August 03, 1985|From Times Wire Services

LIMA, Peru — President Alan Garcia's new government has devalued the Peruvian sol by 12% and frozen the exchange rate in an attempt to halt the currency's 250% decline over the past 12 months, the government news agency Andina reported Friday.

"It is not possible to continue with the present system of mini-devaluations," Andina quoted Prime Minister Luis Alva Castro, who also is minister of the economy, as saying.

"This has been the clearest sign of the instability of costs," Alva Castro said. "For that reason, we have decided on a devaluation of 12% and freezing--repeat, freezing--the basic price at that level."

In a related development, the State Department said Friday that the United States has banned new aid to Peru because the country is more than a year behind on payments for $200,000 in military equipment. Greg Lagana, a department spokesman, said the ban went into effect Thursday.

He said the U.S. Embassy in Lima warned the Peruvian government on July 17 that the arrears were approaching a year and new aid might be threatened.

Federal Law Cited

Under a federal law, if a government falls 12 months behind in its payments on interest or principal of U.S development loans or military purchases, the United States must suspend new aid.

A State Department spokesman, who asked not to be identified by name, said the money in question is "a very small amount relatively."

The official said that talks were under way with the Peruvian government and that it was likely a late payment would be made, causing the ban to be lifted.

Alva Castro did not give the new rate at which the Peruvian sol would be frozen. The official exchange rate was 12,480 soles to the dollar on July 26, the last day that it was quoted.

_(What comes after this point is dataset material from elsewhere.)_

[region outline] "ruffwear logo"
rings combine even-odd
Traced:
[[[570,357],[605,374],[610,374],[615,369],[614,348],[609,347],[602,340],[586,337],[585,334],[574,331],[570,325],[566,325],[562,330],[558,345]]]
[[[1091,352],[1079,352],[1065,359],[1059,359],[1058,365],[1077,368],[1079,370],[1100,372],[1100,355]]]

On Thursday, the 5-day-old government announced a 90-day freeze on dollar accounts. Under the decree, holders of such accounts can withdraw their money only in Peruvian currency.

Alva Castro said Friday that depositors would be able to withdraw dollars at the end of 90 days but would have to prove that they needed them for legitimate purposes.

Garcia said in his inaugural speech last Sunday that Peru would limit foreign debt payments over the next 12 months to 10% of the value of the country's exports.

The nation's banks reopened Thursday after being closed Tuesday and Wednesday on government orders.

Bank officials said they had been ordered by authorities not to buy or sell dollars when they reopened Thursday because the government had not announced what the new exchange rate would be.